This detergent is scented but hypoallergenic and plenty safe for sensitive skin. It's also ultra-concentrated to get up to 32 washes in one bottle, and you can buy a refill that will wash up to 80 loads!

Smart Sheep Wool Dryer Balls

Dryer sheets are essentially a single-use plastic and the chemicals in them can be harmful to the environment. Dryer balls are a great alternative as they help reduce static, reduce drying time, soften clothes and prevent wrinkles and are reusable.
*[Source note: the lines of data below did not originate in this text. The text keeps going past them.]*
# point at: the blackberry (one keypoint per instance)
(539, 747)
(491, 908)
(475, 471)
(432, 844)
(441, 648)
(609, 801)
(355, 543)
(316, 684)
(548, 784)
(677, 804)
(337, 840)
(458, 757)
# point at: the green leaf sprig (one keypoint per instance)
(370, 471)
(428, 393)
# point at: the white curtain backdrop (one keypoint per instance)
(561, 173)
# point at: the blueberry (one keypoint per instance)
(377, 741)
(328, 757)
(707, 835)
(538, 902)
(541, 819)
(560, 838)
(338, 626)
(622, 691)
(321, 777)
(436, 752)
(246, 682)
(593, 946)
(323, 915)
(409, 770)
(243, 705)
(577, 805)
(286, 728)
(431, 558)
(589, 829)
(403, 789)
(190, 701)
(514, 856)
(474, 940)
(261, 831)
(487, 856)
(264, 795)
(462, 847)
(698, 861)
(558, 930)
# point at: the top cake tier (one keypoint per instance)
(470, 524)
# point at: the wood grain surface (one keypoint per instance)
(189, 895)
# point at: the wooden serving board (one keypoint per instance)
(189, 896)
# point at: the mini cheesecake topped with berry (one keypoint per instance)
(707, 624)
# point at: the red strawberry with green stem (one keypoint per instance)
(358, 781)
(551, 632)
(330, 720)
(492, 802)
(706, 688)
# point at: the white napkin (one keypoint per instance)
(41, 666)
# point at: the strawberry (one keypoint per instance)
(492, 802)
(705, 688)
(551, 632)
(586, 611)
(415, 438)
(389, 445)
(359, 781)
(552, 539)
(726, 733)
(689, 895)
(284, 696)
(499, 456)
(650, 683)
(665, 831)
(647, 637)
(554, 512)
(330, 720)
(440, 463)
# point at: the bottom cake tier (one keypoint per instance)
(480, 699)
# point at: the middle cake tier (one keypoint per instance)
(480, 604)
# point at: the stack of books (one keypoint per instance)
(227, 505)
Blueland Laundry Tablet Starter Pack

Would you rather go the tablet/pod route versus traditional liquid detergent? These are a cruelty-free and eco-friendly way to clean your sheets, and you can reuse the handy tin for future tablets.

Sharewin Drying Rack

If you're looking to save energy and hang dry your bedding but don't have lines outside, try this highly-rated drying rack. It's large enough to hang your sheets and blankets, but it can also be used for your clothes.

Uashmama Laundry Bags

Uashmama makes the coolest washable paper bags (!) in lots of styles, sizes and colors. This laundry system of theirs is similarly as genius: build your own laundry system depending on your needs (and family size) by buying as many as you need and snapping them together. We love the idea of color coding the bags so each one is for a different family member or for sorting lights, darks and delicates. You can even write on the bags with chalk — it wipes right off!